Then again, these are well-known and expected use cases. The challenge in the coming years is finding, and acclimating, to Gen AI fluff in all areas that aren’t exactly known for high-quality output that previously required some human effort. Self-published Kindle e-books, say. Or comment threads on X/Twitter. AI automation is driving down the cost of these different avenues of spam, and I have to think that much like these platforms are working to shore up their detection and filtering, akin to email providers’ eternal battle against spam.

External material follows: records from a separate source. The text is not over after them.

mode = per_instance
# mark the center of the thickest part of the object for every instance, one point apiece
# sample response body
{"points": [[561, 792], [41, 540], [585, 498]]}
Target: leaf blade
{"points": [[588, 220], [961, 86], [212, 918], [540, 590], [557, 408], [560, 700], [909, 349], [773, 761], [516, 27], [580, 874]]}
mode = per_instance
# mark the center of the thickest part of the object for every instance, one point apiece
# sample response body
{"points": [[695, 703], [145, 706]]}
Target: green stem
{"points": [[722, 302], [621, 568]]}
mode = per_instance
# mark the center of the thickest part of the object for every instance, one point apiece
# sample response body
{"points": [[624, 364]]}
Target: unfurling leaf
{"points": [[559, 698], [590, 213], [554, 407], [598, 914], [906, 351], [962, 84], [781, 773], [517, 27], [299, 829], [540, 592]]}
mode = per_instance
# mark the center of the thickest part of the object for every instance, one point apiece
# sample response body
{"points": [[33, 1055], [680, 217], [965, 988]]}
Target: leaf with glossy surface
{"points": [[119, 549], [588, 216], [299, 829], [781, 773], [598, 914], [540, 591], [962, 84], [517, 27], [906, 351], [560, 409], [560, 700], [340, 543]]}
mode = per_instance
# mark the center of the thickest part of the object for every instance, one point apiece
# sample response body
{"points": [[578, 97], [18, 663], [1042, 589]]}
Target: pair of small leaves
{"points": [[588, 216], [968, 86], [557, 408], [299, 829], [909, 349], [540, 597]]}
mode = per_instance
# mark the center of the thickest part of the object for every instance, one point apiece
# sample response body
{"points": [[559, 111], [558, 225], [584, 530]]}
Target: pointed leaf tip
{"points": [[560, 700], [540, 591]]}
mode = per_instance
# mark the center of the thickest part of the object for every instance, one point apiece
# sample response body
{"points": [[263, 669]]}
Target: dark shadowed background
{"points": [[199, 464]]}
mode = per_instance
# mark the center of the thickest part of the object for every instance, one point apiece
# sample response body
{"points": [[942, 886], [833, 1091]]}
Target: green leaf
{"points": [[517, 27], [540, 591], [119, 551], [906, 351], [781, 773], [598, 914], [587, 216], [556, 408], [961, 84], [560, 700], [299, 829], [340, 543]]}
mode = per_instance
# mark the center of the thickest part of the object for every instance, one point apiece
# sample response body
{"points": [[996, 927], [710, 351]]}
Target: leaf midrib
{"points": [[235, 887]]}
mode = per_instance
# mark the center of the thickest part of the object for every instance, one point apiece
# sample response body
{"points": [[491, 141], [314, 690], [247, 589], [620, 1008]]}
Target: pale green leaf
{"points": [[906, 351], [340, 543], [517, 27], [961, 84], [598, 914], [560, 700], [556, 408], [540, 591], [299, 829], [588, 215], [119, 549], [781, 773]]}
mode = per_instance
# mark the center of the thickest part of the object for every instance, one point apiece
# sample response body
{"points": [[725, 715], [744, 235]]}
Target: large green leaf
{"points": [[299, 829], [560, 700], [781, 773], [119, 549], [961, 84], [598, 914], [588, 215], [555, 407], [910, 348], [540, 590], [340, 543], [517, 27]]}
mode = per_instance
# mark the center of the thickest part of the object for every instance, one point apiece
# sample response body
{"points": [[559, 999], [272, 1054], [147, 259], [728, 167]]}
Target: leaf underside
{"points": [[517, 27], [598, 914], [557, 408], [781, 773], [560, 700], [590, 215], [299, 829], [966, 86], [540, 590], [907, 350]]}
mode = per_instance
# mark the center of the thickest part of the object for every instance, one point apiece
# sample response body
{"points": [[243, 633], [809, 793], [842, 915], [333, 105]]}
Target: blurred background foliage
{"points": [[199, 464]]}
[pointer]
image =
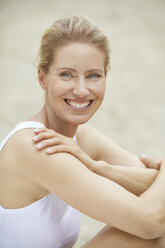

The other concern is that it’s easy to identify simple and lazy applications of Gen AI, but good uses are much harder to notice and may already be deployed to wreak havoc. Like movie and television visual effects, while bad CGI stands out as fake and unnatural, good CGI doesn’t get noticed, since the entire point is to seamlessly blend in with the rest of the scene. For a bit, art and photography competitions had—and still kinda do have—trouble distinguishing between real photos and paintings versus AI-created ones, particularly since participants keep on submitting disqualifying images to make a point. Some AI-powered email responses sound just like what someone would quickly type out on their phone.

Perhaps we’re fretting too much about whether these outputs are manually created, as opposed to crafted with AI assistance. I guess there’s a sense of cheapening the artwork or prose when it’s iterated out of large language models, but at least for now, their outputs still require aggressive human curation and tweaking. But just as there’s still value in trivia in the age of Google…even if AI takes over the rote creation of audio and video, images and text, there’ll still be plenty of space for, well, all the non-rote art.


  1. Most of the post images on this blog have been AI-created for the past 2 years, but I’ll throw in a personal picture or a stock photo here and there.